Thursday, September 01, 2011

9/11 for all ages

My sister plans to explain the anniversary of the 9/11 attacks using the story of the Grinch. When talking with children (most of whom were not yet born on September 11, 2001), she wanted to be as honest as possible, without frightening them. Her insight: use the Dr. Seuss story, How The Grinch Stole Christmas. She’ll ask them if they know who the Grinch is, and ask them about what he stole from the Whos in Whoville (gifts, decorations, musical instruments, food), then ask what the Whos did. Rather than crying, or crumpling in defeat, the Whos gathered in a circle and sang. The spirit of the holiday was not in the gifts, it was in their hearts. Then she’ll draw the parallel: some angry people attacked the World Trade Center, expecting the citizens of the US to crumple in defeat–but we gathered in solidarity and helped each other, expressing the spirit in our hearts. Her church will light candles in memoriam, and the children will be invited to “light” electric tea lights.

It is not a perfect parallel. The US *did* gather in solidarity for a while, but many then turned their rage on innocent Muslim-Americans.

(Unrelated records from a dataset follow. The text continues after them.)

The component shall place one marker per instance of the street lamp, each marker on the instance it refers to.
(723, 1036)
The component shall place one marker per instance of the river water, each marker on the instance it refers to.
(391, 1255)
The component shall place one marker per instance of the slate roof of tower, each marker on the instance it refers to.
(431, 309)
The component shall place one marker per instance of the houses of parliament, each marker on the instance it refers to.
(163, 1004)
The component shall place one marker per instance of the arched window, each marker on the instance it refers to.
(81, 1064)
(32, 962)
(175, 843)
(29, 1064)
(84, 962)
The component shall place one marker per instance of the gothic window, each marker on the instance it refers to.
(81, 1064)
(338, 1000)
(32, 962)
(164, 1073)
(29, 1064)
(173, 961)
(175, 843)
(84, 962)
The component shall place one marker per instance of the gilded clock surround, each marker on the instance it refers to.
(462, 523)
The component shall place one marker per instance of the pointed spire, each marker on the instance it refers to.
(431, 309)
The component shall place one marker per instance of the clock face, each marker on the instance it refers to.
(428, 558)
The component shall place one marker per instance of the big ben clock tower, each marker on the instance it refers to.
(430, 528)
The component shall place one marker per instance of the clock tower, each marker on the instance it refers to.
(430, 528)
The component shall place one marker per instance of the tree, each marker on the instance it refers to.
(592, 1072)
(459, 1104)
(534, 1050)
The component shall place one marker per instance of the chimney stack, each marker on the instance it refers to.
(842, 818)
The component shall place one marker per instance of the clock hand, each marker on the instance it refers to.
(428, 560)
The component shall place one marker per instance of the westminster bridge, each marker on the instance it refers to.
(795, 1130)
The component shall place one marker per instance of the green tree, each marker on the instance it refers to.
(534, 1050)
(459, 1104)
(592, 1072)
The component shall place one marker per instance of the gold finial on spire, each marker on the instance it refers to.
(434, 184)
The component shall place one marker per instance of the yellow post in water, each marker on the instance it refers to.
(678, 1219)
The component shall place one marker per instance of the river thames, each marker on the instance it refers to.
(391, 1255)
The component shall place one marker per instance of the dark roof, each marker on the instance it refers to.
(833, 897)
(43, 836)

And we did start a war on an uninvolved nation… Nevertheless, for young children, this does seem like a decent way of talking about a tragic event, and the positive ways that some of us responded to it.

Thanks, Kathy.

(original post, with links, at So May We Be)


At 11:39 AM, Blogger Joel Monka said...

The even better news to the good news is that there were *NOT* many who then turned their rage on innocent Muslim-Americans. There were a tiny few, but in fact according to the FBI statistics on hate crimes, there are proportionately many times as many hate crimes perpetrated against Jews than Muslims!